Un segment vraiment délaissé par les éditeurs alors qu’il correspond à une vraie représentation du tissu économique en France.
Sur les 3 millions d’entreprises en France, une proportion d’1,6 million d’entre elles dispose d’un effectif situé dans une fourchette 1 – 250 salariés.
Et les entreprises concernées se sentent bien seules car l’offre de produist et services n’est pas adaptée à leur besoin.
Alors qu’elles ont besoin de conseils personnalisés dans le domaine du numérique afin que les dirigeants d’entreprises puissent se concentrer sur leur cœur de métier.
ITespresso.fr a suivi la session des deux tables rondes de la CGPME sur la sécurité numérique avec des acteurs comme l’ANSSI (agence nationale de la sécurité nationale) ou le CLUSIF (association de responsables de sécurité dans les entreprises).

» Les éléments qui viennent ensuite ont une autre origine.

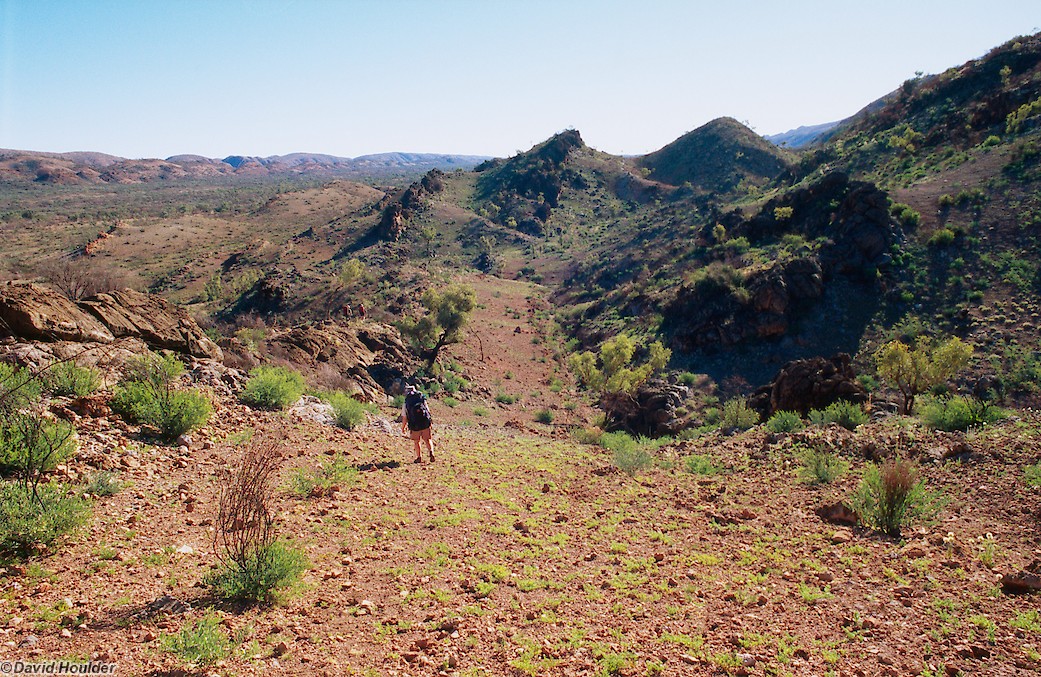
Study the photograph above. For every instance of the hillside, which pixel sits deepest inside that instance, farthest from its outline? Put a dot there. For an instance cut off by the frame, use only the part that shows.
(522, 551)
(83, 168)
(717, 158)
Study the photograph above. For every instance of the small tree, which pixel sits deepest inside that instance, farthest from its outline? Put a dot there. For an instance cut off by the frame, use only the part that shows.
(612, 375)
(916, 370)
(448, 312)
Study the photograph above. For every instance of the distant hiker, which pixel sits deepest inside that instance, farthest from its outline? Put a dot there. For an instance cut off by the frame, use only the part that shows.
(415, 419)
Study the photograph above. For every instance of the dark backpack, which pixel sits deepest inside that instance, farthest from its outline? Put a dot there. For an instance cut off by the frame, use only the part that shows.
(416, 411)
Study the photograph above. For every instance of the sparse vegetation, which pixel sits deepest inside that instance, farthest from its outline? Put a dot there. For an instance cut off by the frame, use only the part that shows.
(916, 370)
(892, 496)
(150, 397)
(349, 411)
(273, 387)
(784, 422)
(847, 415)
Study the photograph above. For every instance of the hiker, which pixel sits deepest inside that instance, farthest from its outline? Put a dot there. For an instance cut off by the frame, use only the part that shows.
(415, 419)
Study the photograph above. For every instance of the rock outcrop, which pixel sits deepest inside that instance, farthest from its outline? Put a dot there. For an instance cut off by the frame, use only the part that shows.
(656, 410)
(36, 314)
(33, 312)
(397, 210)
(806, 384)
(364, 357)
(153, 320)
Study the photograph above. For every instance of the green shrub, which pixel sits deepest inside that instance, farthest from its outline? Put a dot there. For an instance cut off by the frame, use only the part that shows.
(148, 397)
(957, 412)
(687, 378)
(184, 411)
(784, 422)
(629, 454)
(30, 444)
(66, 379)
(820, 467)
(737, 416)
(314, 482)
(454, 383)
(843, 412)
(906, 215)
(1032, 475)
(103, 483)
(202, 643)
(702, 465)
(588, 435)
(18, 387)
(265, 574)
(942, 237)
(891, 497)
(32, 520)
(272, 387)
(349, 411)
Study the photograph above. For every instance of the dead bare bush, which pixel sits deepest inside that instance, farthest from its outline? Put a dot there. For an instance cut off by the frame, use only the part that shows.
(82, 277)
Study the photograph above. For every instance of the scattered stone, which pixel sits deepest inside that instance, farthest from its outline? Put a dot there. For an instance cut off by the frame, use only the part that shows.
(1027, 580)
(838, 513)
(841, 536)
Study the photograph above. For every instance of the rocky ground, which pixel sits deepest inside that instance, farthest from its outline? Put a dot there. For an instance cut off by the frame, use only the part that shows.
(522, 552)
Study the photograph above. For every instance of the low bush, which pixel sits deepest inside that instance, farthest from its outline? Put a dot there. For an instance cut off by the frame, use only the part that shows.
(272, 387)
(702, 465)
(349, 411)
(629, 454)
(1032, 475)
(737, 416)
(588, 435)
(67, 379)
(202, 643)
(820, 467)
(18, 387)
(265, 573)
(784, 422)
(30, 444)
(316, 481)
(891, 496)
(843, 412)
(37, 518)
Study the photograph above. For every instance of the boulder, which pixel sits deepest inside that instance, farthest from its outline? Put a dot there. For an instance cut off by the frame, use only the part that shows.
(806, 384)
(153, 320)
(655, 410)
(39, 314)
(363, 357)
(32, 312)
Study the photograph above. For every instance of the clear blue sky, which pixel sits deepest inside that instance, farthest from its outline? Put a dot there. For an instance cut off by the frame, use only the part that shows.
(153, 78)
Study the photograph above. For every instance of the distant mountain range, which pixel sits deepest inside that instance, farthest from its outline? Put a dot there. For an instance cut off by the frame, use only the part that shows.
(84, 168)
(802, 136)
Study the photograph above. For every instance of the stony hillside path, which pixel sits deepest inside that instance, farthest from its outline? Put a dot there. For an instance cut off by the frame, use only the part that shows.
(521, 551)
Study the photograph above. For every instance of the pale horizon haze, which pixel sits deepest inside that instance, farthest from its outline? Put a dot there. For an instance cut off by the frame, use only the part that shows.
(149, 78)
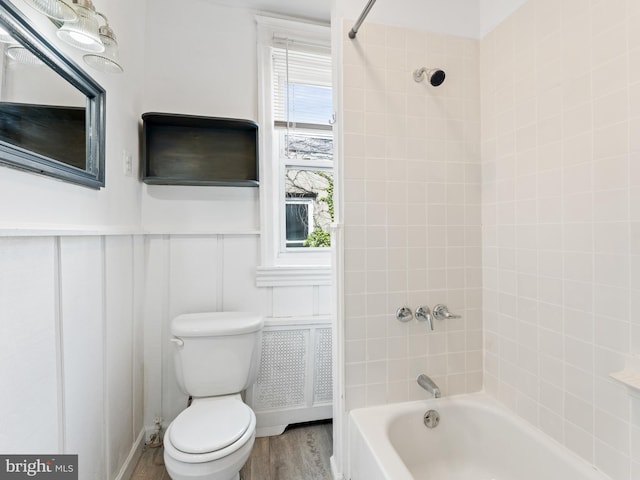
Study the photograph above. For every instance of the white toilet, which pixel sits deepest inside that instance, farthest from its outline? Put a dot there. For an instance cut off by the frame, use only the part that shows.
(216, 358)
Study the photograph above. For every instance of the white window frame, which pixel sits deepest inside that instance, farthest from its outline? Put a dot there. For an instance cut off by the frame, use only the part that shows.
(300, 201)
(272, 215)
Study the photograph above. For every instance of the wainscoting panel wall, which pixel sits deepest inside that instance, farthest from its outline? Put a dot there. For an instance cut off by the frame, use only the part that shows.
(70, 346)
(217, 272)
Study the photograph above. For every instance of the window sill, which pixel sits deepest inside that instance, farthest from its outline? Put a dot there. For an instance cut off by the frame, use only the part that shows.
(290, 276)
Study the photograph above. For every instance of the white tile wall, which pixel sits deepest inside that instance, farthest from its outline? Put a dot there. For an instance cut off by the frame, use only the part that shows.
(411, 213)
(559, 161)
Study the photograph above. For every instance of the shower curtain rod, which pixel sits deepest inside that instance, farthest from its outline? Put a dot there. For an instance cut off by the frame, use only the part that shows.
(363, 15)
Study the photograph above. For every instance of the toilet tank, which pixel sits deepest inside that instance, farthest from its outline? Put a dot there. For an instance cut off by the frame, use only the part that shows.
(216, 353)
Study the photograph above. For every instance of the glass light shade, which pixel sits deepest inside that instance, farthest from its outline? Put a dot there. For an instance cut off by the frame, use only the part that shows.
(55, 9)
(21, 55)
(106, 61)
(82, 34)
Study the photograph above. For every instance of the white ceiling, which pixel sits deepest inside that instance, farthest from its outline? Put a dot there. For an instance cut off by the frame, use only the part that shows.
(319, 10)
(472, 18)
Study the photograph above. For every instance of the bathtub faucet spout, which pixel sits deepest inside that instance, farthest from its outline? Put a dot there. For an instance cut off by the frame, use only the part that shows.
(429, 385)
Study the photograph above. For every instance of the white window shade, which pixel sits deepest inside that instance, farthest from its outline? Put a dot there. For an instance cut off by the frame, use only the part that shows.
(301, 86)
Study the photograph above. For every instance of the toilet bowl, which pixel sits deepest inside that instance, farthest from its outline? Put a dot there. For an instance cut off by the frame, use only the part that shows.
(212, 439)
(216, 356)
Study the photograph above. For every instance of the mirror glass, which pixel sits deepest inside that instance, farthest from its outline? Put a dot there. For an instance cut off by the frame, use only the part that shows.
(51, 111)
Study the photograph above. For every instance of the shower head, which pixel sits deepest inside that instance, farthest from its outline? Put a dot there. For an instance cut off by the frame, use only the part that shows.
(435, 76)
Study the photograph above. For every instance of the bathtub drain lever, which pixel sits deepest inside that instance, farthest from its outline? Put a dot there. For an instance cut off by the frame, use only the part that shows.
(429, 385)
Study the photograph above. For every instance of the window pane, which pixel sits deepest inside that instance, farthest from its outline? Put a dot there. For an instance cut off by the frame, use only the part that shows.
(305, 145)
(315, 189)
(297, 223)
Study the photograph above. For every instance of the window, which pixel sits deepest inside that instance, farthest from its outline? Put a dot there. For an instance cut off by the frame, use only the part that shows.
(296, 142)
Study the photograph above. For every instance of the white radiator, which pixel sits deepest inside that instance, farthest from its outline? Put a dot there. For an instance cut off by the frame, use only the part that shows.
(294, 382)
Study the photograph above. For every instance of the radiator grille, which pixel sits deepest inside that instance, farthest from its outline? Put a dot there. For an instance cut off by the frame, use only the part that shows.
(282, 375)
(323, 384)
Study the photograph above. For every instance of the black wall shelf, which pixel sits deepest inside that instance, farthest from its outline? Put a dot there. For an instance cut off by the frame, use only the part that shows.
(195, 150)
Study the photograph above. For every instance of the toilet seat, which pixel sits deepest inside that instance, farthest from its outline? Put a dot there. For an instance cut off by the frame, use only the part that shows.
(210, 424)
(243, 443)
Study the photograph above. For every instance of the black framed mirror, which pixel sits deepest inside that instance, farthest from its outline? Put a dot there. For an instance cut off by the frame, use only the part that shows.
(52, 113)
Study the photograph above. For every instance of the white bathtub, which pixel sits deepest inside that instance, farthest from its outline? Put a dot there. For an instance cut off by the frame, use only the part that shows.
(476, 439)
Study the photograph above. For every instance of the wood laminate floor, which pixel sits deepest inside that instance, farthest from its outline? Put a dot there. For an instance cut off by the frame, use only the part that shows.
(301, 453)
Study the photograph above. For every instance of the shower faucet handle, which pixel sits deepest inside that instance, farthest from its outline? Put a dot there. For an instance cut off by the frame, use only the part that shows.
(404, 314)
(424, 314)
(441, 312)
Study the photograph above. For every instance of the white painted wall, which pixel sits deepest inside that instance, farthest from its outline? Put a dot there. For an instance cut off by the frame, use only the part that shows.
(40, 202)
(70, 305)
(206, 66)
(71, 349)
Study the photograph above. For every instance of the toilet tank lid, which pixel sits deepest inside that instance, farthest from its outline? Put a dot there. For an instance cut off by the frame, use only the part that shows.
(216, 324)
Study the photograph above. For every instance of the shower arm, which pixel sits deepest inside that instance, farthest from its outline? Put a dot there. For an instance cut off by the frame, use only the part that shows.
(363, 15)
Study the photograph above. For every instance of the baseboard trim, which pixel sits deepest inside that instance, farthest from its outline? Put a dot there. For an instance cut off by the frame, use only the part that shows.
(334, 469)
(132, 459)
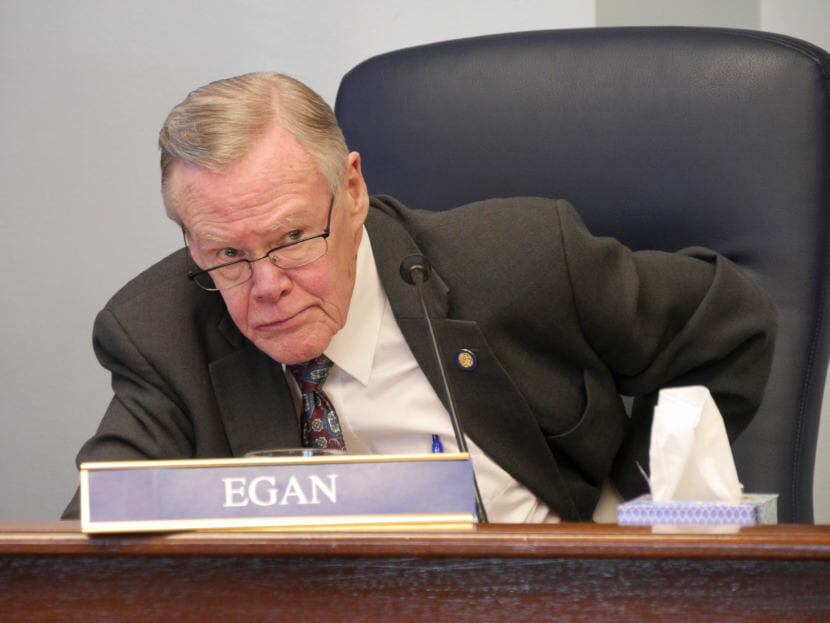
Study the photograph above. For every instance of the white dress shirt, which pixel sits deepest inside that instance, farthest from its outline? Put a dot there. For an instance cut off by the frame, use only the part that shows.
(386, 405)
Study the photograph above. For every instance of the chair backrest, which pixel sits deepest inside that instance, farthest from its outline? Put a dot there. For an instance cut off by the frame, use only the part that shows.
(662, 137)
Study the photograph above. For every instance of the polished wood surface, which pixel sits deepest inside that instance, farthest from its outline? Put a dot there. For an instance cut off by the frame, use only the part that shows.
(49, 571)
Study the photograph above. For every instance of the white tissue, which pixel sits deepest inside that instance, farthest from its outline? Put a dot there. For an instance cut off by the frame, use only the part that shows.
(690, 457)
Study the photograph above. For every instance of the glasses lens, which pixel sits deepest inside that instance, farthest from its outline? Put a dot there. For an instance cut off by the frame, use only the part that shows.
(225, 277)
(300, 254)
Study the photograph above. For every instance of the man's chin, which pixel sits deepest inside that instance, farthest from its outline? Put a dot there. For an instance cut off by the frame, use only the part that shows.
(291, 351)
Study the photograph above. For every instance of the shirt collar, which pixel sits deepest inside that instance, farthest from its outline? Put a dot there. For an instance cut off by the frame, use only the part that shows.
(352, 349)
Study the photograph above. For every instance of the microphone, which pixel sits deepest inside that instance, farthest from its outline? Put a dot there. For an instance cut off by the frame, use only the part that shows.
(416, 270)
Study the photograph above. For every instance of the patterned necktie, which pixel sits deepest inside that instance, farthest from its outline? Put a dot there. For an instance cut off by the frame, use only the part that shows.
(321, 428)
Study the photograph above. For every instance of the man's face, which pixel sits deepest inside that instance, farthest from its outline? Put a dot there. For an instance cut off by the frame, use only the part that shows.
(275, 195)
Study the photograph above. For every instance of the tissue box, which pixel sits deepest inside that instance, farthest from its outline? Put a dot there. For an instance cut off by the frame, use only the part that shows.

On y reviendra plus tard mais le témoignage le plus poignant et le plus concret rencontré sur le terrain, c’est François Asselin qui l’a délivré en clôture. Il reflète bien les problématiques auxquelles les PME sont confrontées.
En prenant la parole, François Asselin relate sa mésaventure qui a failli aboutir à la perte de son entreprise familiale de charpente, menuiserie, ébénisterie et ferronnerie d’art (147 salariés avec des serveurs sur trois sites), installée dans les Deux-Sèvres.
« Le problème de la cyber-sécurité, je l’ai vécu il y a plus d’un an et demi », lance François Asselin.
Tout part de l’ouverture d’un mail avec une pièce jointe, qui semblait reprendre un fichier d’entreprise. Mauvaise pioche : c’est un malware, qui rend tous les fichiers de l’entreprise inaccessibles (un volume de 420 000 documents) et fait tomber tous les serveurs.
Le piège du rançongiciel (ramsonware) est tendu. « Un message classique m’attendait sur le site Internet : il fallait que je verse X milliers d’euros en équivalent bitcoins pour récupérer la clé de déverrouillage de mes fichiers. »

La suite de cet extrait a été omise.